Por Antonio Samarone *
A psiquiatria de mercado tirou as neuroses da agenda clínica. Fragmentou e apequenou o sofrimento mental em uma infinidade de “transtornos” adaptados aos recursos da indústria farmacêutica. Tirou do sofrimento humano a sua transcendência filosófica, reduzindo-o a sua condição de sintoma corporal.
A neurose abarca a condição humana em sua globalidade. um problema histórico e de caráter. A sua essência é infenso à abordagem clínica. Os transtornos são sintomas sem significados, reduzidos a alterações químicas.
O neurótico é um rebelde que rompeu com a autoilusão da condição humana. O neurótico se aproxima da verdade e como com esta não se pode conviver, são necessárias as ilusões. Nessa contradição reside o sofrimento dos neuróticos.

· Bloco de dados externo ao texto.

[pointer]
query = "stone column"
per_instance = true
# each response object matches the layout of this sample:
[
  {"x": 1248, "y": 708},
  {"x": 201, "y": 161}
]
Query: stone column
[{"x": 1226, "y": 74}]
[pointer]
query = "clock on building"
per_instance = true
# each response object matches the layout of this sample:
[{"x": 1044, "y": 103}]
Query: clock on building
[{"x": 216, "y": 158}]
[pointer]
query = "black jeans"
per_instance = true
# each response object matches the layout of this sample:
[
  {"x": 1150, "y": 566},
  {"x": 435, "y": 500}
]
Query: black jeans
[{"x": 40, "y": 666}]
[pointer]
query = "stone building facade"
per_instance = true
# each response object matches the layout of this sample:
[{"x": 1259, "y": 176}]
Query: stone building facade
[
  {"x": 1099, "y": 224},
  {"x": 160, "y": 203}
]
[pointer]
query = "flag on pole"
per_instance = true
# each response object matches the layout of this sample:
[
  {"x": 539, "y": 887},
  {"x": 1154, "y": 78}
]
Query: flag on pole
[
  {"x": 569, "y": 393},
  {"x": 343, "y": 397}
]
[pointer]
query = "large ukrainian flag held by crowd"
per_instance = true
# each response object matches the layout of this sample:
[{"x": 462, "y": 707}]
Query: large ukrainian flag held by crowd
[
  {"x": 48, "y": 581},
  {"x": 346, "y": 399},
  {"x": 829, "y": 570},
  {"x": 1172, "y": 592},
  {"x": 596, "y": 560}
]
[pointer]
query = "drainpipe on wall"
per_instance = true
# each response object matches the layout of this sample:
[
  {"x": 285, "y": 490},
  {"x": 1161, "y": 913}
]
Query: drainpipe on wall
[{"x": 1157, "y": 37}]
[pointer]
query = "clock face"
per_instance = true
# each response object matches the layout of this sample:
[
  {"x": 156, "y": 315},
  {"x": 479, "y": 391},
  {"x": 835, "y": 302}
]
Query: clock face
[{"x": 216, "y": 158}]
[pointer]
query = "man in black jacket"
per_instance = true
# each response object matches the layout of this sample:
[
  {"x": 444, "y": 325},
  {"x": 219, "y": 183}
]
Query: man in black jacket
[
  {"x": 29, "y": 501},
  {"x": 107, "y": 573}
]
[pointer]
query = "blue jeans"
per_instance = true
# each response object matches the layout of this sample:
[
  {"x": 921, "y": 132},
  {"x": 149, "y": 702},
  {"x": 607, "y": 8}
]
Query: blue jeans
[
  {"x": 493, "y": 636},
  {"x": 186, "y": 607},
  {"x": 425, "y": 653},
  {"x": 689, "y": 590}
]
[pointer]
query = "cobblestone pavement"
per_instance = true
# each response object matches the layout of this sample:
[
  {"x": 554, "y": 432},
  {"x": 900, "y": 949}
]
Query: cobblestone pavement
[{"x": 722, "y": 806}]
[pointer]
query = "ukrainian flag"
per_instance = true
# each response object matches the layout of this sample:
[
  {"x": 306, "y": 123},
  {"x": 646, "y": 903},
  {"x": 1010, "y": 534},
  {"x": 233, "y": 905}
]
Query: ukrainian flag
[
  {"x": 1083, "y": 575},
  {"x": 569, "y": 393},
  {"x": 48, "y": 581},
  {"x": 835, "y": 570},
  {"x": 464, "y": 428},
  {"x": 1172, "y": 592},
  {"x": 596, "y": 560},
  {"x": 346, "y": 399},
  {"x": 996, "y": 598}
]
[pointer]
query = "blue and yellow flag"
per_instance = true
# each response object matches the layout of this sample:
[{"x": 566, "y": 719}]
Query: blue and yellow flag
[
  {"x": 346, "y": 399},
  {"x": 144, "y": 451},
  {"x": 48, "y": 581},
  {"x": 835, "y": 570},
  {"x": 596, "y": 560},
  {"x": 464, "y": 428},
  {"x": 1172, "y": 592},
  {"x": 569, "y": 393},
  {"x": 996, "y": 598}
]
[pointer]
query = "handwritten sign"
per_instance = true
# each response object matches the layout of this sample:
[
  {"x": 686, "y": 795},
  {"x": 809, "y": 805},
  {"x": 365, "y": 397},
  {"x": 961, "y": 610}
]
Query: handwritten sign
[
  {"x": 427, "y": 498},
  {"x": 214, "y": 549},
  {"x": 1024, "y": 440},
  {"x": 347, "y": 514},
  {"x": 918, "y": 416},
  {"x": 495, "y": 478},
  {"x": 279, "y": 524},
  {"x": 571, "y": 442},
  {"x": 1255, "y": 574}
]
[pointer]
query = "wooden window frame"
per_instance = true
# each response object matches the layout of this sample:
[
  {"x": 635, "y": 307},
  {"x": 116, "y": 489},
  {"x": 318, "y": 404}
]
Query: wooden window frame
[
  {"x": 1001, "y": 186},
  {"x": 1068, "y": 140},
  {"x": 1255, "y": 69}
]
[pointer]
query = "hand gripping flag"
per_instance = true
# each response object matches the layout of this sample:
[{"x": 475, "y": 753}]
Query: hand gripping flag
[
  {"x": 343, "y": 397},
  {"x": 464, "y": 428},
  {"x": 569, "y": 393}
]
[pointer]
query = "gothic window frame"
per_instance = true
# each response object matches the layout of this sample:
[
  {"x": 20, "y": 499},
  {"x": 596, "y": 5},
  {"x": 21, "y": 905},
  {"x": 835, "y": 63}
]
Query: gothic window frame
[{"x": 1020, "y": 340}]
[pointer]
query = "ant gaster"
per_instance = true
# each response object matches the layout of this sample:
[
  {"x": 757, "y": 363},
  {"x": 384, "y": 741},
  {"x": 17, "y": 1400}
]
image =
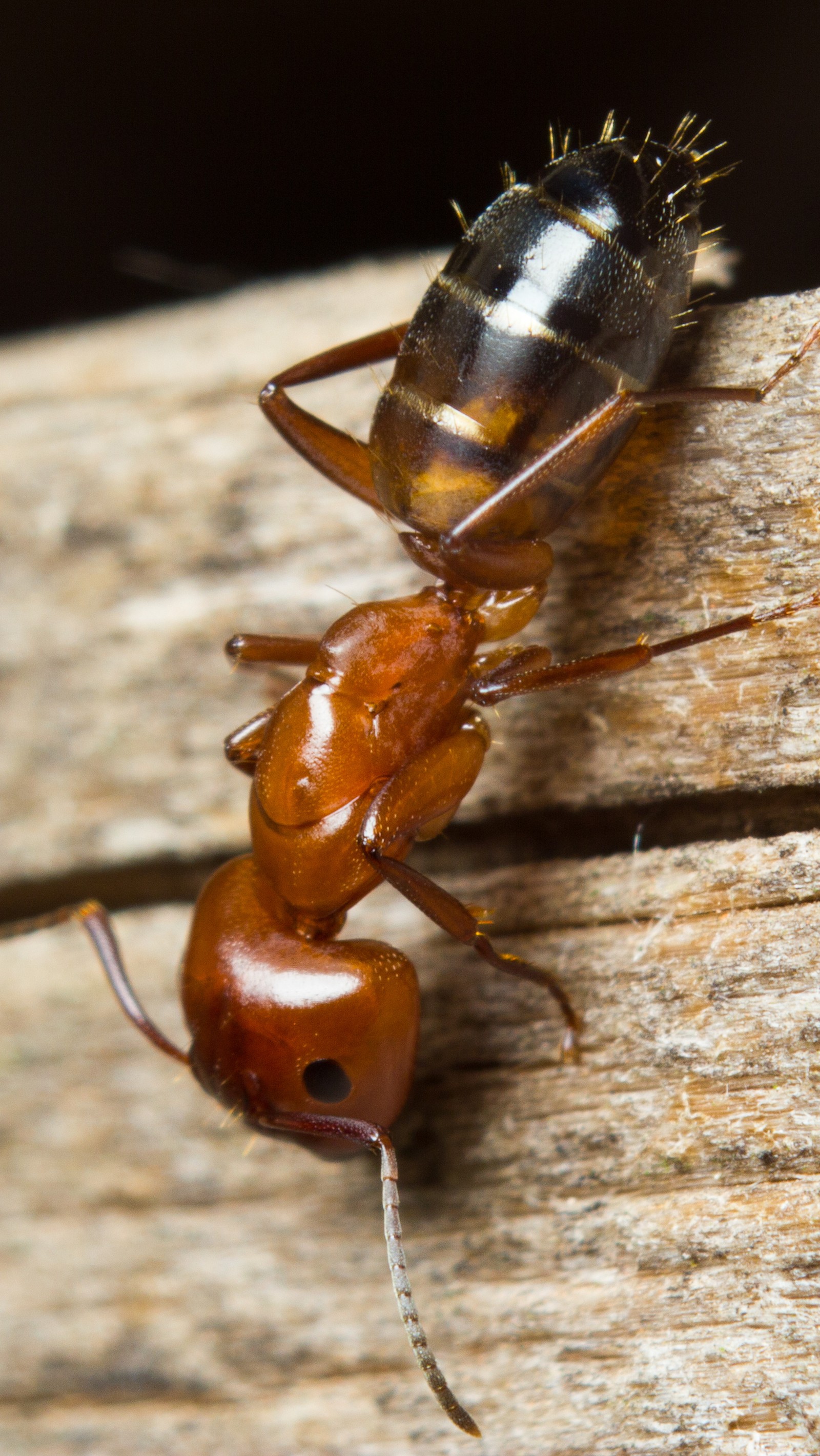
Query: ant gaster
[{"x": 526, "y": 366}]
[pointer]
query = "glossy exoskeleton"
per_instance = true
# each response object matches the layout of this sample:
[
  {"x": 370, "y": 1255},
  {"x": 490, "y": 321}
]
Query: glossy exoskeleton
[{"x": 526, "y": 366}]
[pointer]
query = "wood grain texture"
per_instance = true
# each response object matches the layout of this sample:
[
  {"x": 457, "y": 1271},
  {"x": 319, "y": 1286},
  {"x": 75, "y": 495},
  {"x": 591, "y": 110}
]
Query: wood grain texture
[
  {"x": 617, "y": 1257},
  {"x": 149, "y": 513}
]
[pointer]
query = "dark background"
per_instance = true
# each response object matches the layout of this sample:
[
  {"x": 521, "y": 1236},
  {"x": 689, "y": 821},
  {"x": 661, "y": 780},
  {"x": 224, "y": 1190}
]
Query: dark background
[{"x": 171, "y": 148}]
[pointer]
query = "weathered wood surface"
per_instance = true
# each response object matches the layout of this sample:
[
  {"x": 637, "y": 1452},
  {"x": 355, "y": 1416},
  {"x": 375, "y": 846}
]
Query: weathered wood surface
[
  {"x": 149, "y": 513},
  {"x": 615, "y": 1257}
]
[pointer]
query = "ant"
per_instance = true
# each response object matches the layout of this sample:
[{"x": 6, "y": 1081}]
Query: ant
[{"x": 526, "y": 366}]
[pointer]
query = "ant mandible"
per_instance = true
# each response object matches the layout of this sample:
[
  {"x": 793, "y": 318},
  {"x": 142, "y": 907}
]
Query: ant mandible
[{"x": 525, "y": 369}]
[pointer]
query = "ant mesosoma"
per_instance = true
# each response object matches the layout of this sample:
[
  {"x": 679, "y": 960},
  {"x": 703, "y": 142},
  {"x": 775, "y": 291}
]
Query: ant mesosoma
[{"x": 522, "y": 373}]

O neurótico é um indivíduo que tem dificuldade de manter o equilíbrio entre a ilusão de sua cultura e a realidade de sua natureza. O neurótico perde a ilusão sobre si mesmo. “Tudo é vaidade”, conforme o Eclesiastes.
Conheço um erudito, amante da boa música, advogado de boa formação, crítico do poder judiciário que vive recluso. Um neurótico autoproclamado. Quando ele frequentava os amigos era um terror: não se continha em dizer as verdades inconvenientes de cada um. Fazia dos exageros um recurso para dizer coisas inaceitáveis e parecer que estava brincando.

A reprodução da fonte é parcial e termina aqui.